"Vista, lo dipanggil ke ruang bimbingan konseling."
Gadis yang masih sibuk mencatat materi pelajaran terakhir sebelum bel istirahat kedua itu mendongak, menatap seorang siswi yang Vista yakini sebagai anggota OSIS. Terlihat dari almamater organisasi itu yang melekat sempurna di tubuhnya.
"Gue?" tanya Vista sambil menunjuk dirinya dengan pulpen.
"Iya, ditunggu sekarang juga."
Vista mengangguk, buru-buru dia membereskan buku catatannya. Semenjak dijauhi banyak orang, Vista memang lebih sering diam di kelas.
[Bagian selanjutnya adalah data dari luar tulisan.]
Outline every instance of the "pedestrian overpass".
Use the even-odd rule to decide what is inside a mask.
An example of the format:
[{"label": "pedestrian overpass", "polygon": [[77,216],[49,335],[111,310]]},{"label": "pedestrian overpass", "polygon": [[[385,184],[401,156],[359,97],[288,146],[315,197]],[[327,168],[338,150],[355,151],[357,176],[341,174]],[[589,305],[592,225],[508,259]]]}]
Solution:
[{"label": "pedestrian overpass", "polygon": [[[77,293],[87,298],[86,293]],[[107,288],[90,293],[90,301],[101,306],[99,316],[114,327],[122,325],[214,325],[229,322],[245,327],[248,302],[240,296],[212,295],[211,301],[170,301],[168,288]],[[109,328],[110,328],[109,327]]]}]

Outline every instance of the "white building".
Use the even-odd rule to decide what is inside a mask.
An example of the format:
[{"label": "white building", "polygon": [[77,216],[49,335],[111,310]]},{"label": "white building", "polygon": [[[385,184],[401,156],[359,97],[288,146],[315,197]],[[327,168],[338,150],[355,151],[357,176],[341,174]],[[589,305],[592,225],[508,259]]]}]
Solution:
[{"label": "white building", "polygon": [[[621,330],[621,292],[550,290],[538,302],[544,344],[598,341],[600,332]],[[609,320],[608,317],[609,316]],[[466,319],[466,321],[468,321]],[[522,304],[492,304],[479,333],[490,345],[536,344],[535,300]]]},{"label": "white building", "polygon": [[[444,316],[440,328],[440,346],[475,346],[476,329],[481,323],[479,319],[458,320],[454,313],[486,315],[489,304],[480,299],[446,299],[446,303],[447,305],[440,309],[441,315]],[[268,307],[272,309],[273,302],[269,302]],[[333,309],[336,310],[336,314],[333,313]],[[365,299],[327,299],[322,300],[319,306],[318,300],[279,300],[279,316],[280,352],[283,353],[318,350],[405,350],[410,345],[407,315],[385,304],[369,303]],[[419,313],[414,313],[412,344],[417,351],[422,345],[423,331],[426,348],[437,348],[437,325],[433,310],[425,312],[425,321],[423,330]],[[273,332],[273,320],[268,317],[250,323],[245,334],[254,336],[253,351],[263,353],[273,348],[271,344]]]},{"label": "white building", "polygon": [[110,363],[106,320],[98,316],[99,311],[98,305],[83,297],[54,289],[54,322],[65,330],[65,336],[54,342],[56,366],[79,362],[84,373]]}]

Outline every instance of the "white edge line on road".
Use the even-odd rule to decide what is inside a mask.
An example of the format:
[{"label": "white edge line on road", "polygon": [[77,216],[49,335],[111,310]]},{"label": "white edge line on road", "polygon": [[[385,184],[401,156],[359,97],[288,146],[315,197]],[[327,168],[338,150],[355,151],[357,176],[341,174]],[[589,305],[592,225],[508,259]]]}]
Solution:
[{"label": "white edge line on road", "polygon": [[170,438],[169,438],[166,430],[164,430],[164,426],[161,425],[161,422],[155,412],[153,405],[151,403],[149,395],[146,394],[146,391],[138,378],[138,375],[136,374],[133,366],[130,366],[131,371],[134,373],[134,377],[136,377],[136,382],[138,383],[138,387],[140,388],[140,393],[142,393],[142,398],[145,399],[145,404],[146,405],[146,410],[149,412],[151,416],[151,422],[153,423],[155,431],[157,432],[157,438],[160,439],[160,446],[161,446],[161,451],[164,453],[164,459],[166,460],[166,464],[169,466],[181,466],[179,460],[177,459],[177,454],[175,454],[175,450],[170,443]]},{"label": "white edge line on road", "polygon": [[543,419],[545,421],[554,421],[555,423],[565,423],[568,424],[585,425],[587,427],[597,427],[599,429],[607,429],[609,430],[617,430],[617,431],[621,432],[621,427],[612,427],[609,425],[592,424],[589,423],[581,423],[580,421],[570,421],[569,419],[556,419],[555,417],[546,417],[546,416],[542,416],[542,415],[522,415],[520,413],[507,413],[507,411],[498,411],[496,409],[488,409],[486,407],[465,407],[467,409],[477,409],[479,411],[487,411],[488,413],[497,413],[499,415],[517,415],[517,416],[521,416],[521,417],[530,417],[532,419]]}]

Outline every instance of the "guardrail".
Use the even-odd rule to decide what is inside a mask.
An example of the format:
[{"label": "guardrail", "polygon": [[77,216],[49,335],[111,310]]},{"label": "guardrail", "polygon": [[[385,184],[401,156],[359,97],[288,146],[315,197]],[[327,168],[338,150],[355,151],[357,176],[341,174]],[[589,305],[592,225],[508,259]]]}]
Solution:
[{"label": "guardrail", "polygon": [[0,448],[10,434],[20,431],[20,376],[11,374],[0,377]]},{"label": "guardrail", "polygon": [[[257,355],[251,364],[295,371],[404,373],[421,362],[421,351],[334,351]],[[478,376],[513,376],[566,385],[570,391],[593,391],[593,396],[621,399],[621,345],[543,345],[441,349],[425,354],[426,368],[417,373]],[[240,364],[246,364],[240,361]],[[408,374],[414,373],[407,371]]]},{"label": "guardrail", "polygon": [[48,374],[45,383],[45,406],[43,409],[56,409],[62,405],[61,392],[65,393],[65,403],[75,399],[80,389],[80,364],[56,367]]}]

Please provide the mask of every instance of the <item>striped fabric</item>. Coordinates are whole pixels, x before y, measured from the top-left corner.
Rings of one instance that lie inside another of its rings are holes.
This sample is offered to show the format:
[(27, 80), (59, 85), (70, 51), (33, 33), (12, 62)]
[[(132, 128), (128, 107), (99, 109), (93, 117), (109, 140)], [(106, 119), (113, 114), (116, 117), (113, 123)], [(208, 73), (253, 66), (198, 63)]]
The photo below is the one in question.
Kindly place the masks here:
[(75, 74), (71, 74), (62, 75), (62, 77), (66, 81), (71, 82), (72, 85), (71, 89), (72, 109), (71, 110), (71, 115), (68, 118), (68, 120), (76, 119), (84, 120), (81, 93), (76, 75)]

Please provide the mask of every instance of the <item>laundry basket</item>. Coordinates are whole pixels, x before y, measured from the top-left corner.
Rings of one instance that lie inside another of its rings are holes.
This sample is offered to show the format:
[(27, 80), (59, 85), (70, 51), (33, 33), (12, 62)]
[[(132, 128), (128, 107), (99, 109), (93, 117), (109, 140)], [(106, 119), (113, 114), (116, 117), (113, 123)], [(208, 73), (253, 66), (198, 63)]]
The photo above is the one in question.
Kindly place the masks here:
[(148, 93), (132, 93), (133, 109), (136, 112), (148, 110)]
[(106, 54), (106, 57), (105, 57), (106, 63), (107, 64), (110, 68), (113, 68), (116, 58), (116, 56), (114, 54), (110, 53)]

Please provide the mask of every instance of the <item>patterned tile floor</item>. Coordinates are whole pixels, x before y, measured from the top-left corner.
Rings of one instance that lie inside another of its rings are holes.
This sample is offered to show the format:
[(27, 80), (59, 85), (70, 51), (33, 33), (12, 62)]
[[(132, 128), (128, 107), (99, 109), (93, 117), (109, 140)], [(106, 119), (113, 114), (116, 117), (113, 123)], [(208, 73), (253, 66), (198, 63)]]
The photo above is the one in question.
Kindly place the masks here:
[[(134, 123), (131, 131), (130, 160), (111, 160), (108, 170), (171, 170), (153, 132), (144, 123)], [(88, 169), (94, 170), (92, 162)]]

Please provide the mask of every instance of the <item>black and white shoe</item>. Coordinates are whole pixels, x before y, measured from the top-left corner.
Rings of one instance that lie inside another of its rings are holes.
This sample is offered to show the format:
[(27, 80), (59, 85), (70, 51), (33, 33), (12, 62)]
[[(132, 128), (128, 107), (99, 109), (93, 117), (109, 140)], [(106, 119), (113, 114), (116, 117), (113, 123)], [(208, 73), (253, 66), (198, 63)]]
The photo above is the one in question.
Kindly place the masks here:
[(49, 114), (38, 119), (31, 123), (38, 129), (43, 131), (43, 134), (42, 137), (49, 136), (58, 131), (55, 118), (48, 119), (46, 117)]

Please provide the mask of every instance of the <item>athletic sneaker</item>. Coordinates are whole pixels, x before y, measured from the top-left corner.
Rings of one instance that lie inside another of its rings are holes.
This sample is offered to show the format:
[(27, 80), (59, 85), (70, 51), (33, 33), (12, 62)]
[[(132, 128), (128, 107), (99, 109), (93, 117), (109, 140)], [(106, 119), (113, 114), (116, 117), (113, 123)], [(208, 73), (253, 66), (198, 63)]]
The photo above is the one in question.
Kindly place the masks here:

Seperti sekarang, walau jam kosong dan teman-temannya memilih berpencar keluar kelas, Vista justru diam sendirian di kelas untuk mengerjakan catatan yang diberikan oleh guru karena berhalangan hadir.
"Gue bikin masalah apa, ya?" gumam Vista sedikit khawatir. Pasalnya dari kebanyakan kasus, ruangan bimbingan konseling hanya akan dikunjungi oleh siswa/siswi bermasalah.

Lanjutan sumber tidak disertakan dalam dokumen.